Mario Guerra, a member of the California Republican Party board of directors and former mayor of Downey, voted for Trump in both elections, but he signed up to be a Haley delegate this year.
“I think we do need change. I think we need youth, we need leadership,” Guerra said. “I think she’s shown her leadership skills and I think she can lead our country. I think there are a lot of good things she can do for our country.”
Haley’s tour this week brought her to fundraisers in Northern California before heading south for a whirlwind Wednesday. After the stop in Costa Mesa, Haley headed to the Pacific Club in Newport Beach for an exclusive luncheon with donors, before finishing her day in Los Angeles with another donor reception and supporter rally.
“It’s clear that she’s coming here because there’s a lot of money that can be raised,” Gould said of Haley.
Sporting a blue blazer, Corona del Mar resident Steve Gabriel, 75, strolled into the Pacific Club fundraiser. He had met Haley previously, and is convinced she is the best presidential candidate, hands down. Her foreign policy experience equips her for the job better than Trump or Biden, he said.

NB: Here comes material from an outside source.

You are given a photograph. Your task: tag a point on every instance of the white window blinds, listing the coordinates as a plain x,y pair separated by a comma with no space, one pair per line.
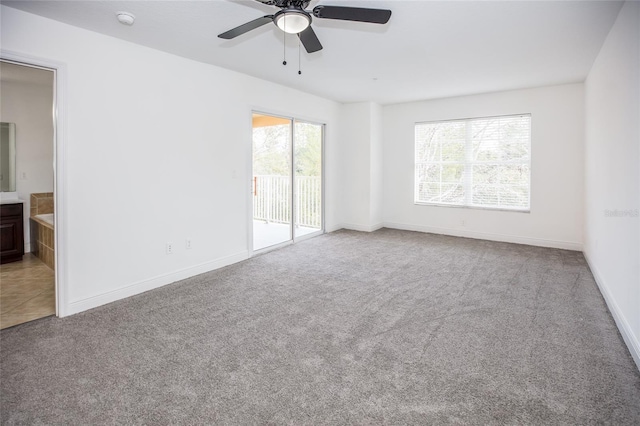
478,162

“There’s nobody in this country, in my opinion, that is stronger than her because of her history,” Gabriel said. “There’s no better person in this country right now to deal with China than her. And China is a threat.”
Still, does Haley have a shot at the presidency?
“Unfortunately, no,” he said. “But you never know. … Fingers crossed.”
Times staff writer Hannah Fry contributed to this report.